Greatbatch first learned of heart block—a condition in which a nerve fails to send electrical impulses to make the heart work—while talking with two surgeons visiting Cornell University in the early 1950s. At the time, combating heart block was done with a painful electric shock delivered via bulky external equipment. Greatbatch was convinced he could invent a smaller, implantable device.
Then, quite by accident, Greatbatch's "eureka moment" happened in 1958. Transistors had recently become available, and Greatbatch was building an oscillator with one transistor to record heartbeat sounds. He incorporated the wrong transistor, which produced a pulse that mimicked the rhythm of a heart. "I stared at the thing in disbelief, thinking this was exactly the properties of a pacemaker," said Greatbatch.
Greatbatch licensed his invention to Medtronic, Inc., and the first pacemaker was implanted in a human in 1960. He upgraded his device with a lithium iodine battery for durability in 1970, and his invention has been saving lives ever since.
Greatbatch showed a commitment to educating children through inspirational speeches at schools and museums. He also established the Eleanor and Wilson Greatbatch Foundation to donate money to schools and other causes.
Greatbatch acquired three patents with scientist John Sanford in the 1980s and 1990s for methods of inhibiting the replication of AIDS and another similar virus in cats.

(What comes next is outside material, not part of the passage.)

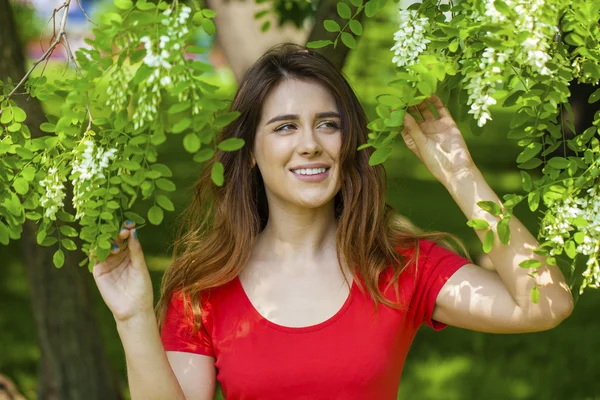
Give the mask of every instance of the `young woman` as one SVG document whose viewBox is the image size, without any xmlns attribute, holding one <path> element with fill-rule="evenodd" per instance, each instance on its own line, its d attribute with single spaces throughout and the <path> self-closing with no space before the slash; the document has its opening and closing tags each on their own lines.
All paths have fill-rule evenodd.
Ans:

Greatbatch was born in 1919 in Buffalo, NY. U.S. Naval service in World War II enabled him to receive a bachelor's degree in engineering from Cornell University as a GI Bill student (1950). He received a master's in electrical engineering from the University of Buffalo (1957), succeeded by four honorary degrees. Greatbatch, who held over 220 patents, was a member of the National Inventors Hall of Fame and the National Academy of Engineering, among others. Greatbatch passed in September, 2011 in Williamsville, NY.